Thanks for putting into words why the toilets and changing rooms arguments make me so uncomfortable.
It feels like a bloke staring you down with a smirk saying "No? So how you gonna stop me luv?"
Prison and sports have male-dominated rule makers and enforcers. The smirker knows he will be forced to obey them. Toilets, gyms, changing rooms have no powerful males on enforcement duty.
The argument that it was OK in the past made me think "Yes it was OK, what has changed for me to make me so uncomfortable now?"
Fifteen years ago I would frequently shared spaces with people who would probably be called trans or non-binary now (like obvious males dressed as a sexy lady, very butch women, people maximising the androgynous look).

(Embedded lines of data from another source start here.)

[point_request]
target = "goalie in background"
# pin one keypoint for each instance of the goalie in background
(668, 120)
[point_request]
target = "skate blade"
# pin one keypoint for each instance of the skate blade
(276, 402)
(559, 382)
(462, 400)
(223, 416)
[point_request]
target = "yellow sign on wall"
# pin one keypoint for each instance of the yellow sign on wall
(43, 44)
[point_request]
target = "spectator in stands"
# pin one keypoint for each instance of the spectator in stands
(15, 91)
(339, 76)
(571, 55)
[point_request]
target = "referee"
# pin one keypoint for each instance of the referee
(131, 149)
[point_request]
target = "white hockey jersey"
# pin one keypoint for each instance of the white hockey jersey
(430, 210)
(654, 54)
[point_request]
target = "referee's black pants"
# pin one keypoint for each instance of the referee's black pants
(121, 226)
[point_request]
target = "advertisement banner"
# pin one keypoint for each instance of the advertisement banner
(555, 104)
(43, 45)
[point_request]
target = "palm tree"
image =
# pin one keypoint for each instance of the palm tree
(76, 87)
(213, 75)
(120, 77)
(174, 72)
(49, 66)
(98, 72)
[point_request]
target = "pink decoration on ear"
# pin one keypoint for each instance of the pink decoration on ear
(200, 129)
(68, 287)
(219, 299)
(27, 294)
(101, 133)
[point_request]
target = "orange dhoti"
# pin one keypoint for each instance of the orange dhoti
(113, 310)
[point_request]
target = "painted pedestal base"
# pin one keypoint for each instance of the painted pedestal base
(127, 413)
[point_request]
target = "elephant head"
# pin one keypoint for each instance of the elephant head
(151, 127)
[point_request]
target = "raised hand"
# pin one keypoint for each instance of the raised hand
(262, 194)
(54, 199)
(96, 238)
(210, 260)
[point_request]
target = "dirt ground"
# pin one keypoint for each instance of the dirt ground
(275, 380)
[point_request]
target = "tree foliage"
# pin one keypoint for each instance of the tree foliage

It never bothered me much. I think because people cared about making each other feel comfortable and who was encroaching on whom.
For example, I was mates with a drag queen, if I had told him (he called himself him mostly) the women were uncomfortable with him using the ladies (we did go clubbing with observant religious women - modest dress, no drink, lots of dancing) then he would have asked what he could do to make it OK and would have gone to the gents or waited until the loos were empty in a heartbeat no bother. Absolutely no entitlement, no smirking, no "Screw you, I'm coming in anyway".
Some vocal recent incomers seem to feel entitled to take, to push women aside. If we say we wouldn't feel comfortable with you in there they don't say "I'm so sorry, I'll use the gents or wait until nobody else is in here, what would work for you?" they say "no point making that rule sweetheart, I'll do whatever I want and how you gonna stop me?"
Then we end up talking about how we can only have a rule if we have a fierce enforcement method (genital checks!!!).
It's all about ignoring women's "no" unless there is a big man to enforce it.